Teachers are likely to be hardwired to do only what is necessary to get the task at hand done. For example, during beta testing when teachers found out that they are only required to enter the diagnostic results for the app to sort students, they only entered diagnostic data and skipped checking off completed lesson plans and entering scores from quizzes. They would just check quizzes and do manual grouping for revision lessons, which took time. So, we added the ‘revision peer group formation’ feature in the app as an incentive to enter quiz results.

Similarly, we observed that teachers were only opening the app to enter required testing data and were not using other materials (lesson plans, training materials) in the tech app. We have now added visual prompts such as the watch videos instruction in red font as shown in the photo. This serves as an additional incentive for teachers to open the lesson plan module, despite having physical copies of the lesson plans.

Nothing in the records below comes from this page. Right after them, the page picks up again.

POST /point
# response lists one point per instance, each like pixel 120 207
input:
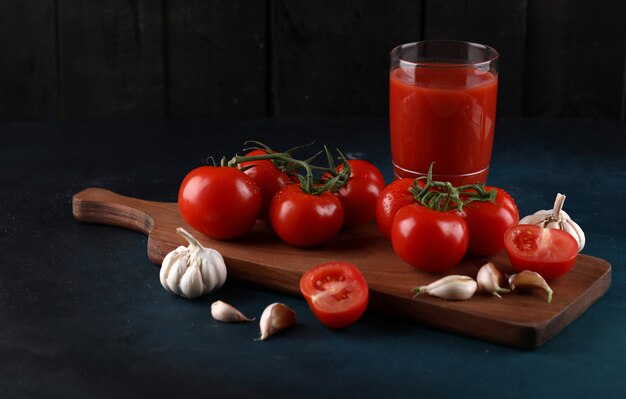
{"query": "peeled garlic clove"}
pixel 454 287
pixel 490 279
pixel 221 311
pixel 276 317
pixel 530 280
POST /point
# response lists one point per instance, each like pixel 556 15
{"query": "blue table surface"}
pixel 83 313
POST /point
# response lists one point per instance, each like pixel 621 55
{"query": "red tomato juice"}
pixel 442 115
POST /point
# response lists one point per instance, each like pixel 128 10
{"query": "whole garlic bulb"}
pixel 194 270
pixel 557 218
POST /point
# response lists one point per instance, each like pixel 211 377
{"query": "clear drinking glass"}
pixel 442 109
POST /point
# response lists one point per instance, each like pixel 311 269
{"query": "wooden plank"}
pixel 216 57
pixel 519 320
pixel 111 58
pixel 576 52
pixel 496 23
pixel 332 57
pixel 28 71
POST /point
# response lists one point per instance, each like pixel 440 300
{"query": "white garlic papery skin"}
pixel 276 317
pixel 194 270
pixel 530 279
pixel 557 218
pixel 454 287
pixel 490 279
pixel 226 313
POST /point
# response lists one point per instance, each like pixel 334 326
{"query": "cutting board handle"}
pixel 97 205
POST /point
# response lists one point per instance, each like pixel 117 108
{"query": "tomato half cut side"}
pixel 549 252
pixel 336 292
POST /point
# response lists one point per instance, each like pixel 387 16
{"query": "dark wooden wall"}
pixel 80 59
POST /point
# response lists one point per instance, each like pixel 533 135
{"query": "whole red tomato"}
pixel 360 192
pixel 336 292
pixel 430 240
pixel 487 221
pixel 268 177
pixel 221 202
pixel 549 252
pixel 393 198
pixel 303 220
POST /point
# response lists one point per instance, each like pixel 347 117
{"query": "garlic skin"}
pixel 276 317
pixel 192 271
pixel 454 287
pixel 221 311
pixel 557 218
pixel 530 279
pixel 490 279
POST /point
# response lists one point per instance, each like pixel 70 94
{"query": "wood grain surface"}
pixel 523 320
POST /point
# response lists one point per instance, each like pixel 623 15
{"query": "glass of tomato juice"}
pixel 442 109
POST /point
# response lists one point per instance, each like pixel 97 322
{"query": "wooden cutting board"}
pixel 522 320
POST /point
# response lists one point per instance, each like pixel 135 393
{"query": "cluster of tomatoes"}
pixel 224 202
pixel 432 225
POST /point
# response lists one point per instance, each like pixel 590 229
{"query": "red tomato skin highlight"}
pixel 221 202
pixel 487 222
pixel 360 193
pixel 429 240
pixel 393 198
pixel 305 220
pixel 354 293
pixel 268 177
pixel 549 252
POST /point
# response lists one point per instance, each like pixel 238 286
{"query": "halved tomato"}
pixel 336 292
pixel 549 252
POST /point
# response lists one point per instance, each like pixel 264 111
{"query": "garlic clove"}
pixel 226 313
pixel 194 270
pixel 490 279
pixel 191 281
pixel 557 218
pixel 454 287
pixel 528 279
pixel 276 317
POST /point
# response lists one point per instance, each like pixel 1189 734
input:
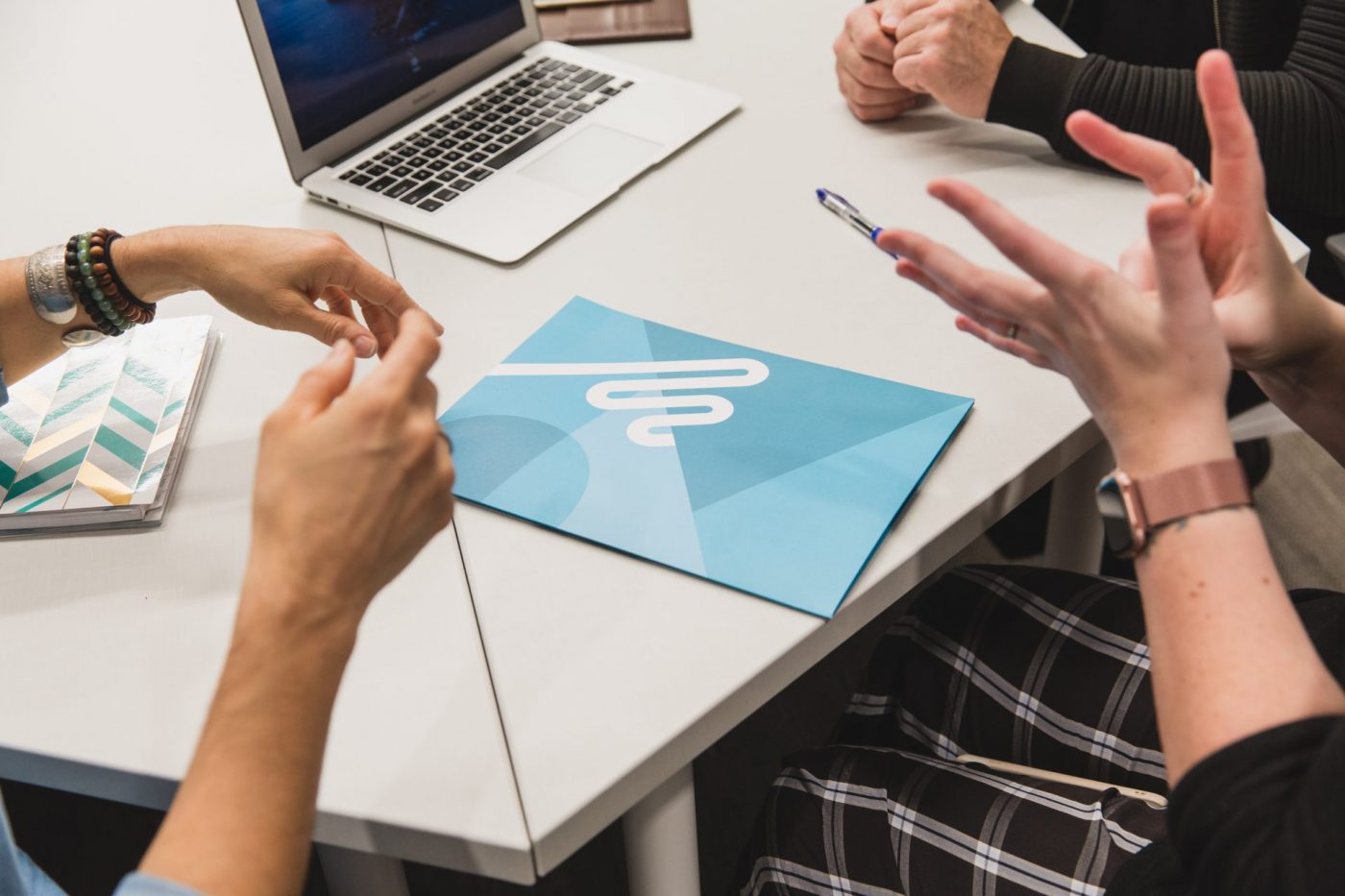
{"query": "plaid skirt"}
pixel 1039 667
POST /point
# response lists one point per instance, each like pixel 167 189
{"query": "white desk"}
pixel 110 644
pixel 614 674
pixel 611 674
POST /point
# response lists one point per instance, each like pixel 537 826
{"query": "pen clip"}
pixel 843 201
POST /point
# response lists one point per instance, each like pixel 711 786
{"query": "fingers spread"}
pixel 1179 269
pixel 1235 164
pixel 1015 348
pixel 1045 260
pixel 319 386
pixel 986 292
pixel 410 355
pixel 1160 166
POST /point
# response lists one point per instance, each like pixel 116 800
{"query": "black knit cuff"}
pixel 1032 87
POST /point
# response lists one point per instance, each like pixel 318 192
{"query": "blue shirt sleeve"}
pixel 140 884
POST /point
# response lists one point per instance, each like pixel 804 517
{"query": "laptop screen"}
pixel 342 60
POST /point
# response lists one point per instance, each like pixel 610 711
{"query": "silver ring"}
pixel 1197 190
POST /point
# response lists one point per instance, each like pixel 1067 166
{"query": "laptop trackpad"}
pixel 596 160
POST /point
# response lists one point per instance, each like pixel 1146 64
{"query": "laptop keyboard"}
pixel 436 164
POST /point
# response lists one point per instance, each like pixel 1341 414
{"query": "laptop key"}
pixel 524 145
pixel 589 86
pixel 421 191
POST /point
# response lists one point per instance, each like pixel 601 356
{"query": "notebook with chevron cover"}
pixel 767 473
pixel 93 439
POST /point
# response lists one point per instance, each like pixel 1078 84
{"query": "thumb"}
pixel 319 386
pixel 330 327
pixel 1179 271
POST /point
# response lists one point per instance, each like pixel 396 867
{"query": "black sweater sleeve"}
pixel 1298 109
pixel 1266 815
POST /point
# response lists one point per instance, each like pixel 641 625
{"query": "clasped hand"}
pixel 892 51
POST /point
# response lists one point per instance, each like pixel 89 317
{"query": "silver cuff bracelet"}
pixel 49 288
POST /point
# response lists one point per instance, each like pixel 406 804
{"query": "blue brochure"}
pixel 762 472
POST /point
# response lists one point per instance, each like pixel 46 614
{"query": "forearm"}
pixel 154 265
pixel 1311 392
pixel 244 815
pixel 1228 654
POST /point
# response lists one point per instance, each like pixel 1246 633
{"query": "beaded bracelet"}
pixel 117 287
pixel 110 305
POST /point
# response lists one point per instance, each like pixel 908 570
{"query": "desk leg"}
pixel 1073 529
pixel 661 853
pixel 354 873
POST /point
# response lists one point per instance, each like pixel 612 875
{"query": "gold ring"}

Ultimately, most teachers understood the value of our tool. Some teachers who did not have personal smartphones at the time of training had even decided to purchase devices just to be able to use the tool. Others, in the control group with no technology access, persistently reached out to gain access to the tool to conduct the diagnostic activity.

We realized that once the program is rolled out, teachers will still need some nudging to use the tech tool. So, we assigned one proactive teacher in each school as a ‘Tech Captain’ – someone who would make sure that teachers add data to the tech tool when they are required to do so as well as help resolve technology related issues such as helping with logging into the app or connecting to the Internet.

What’s next?

Once the TIP-KP program rolls out in August 2022, we expect to answer, with evidence, the following questions and more:

  • The actual teacher and school adoption rate of the tech tool.
  • Enablers and barriers to tech usage and how that may correlate with teacher and school demographics.
  • User data to make any modifications to the tool.
  • Impact of teacher tech usage on student learning outcomes

The evaluation of a version of this program in the Islamabad Capital Territory is supported by the EdTech Hub and zooms in on the role of technology in distributing content equitably, sustainably, and cost effectively. We expect to answer a broader series of questions even beyond technology uptake, including how empowering teachers and parents with information and guidance through technology can help their children improve their learning. We would like to thank all our collaborators for supporting these projects, including RISE, the World Bank, the EdTech Hub, and the Ministry of Federal Education and Professional Training.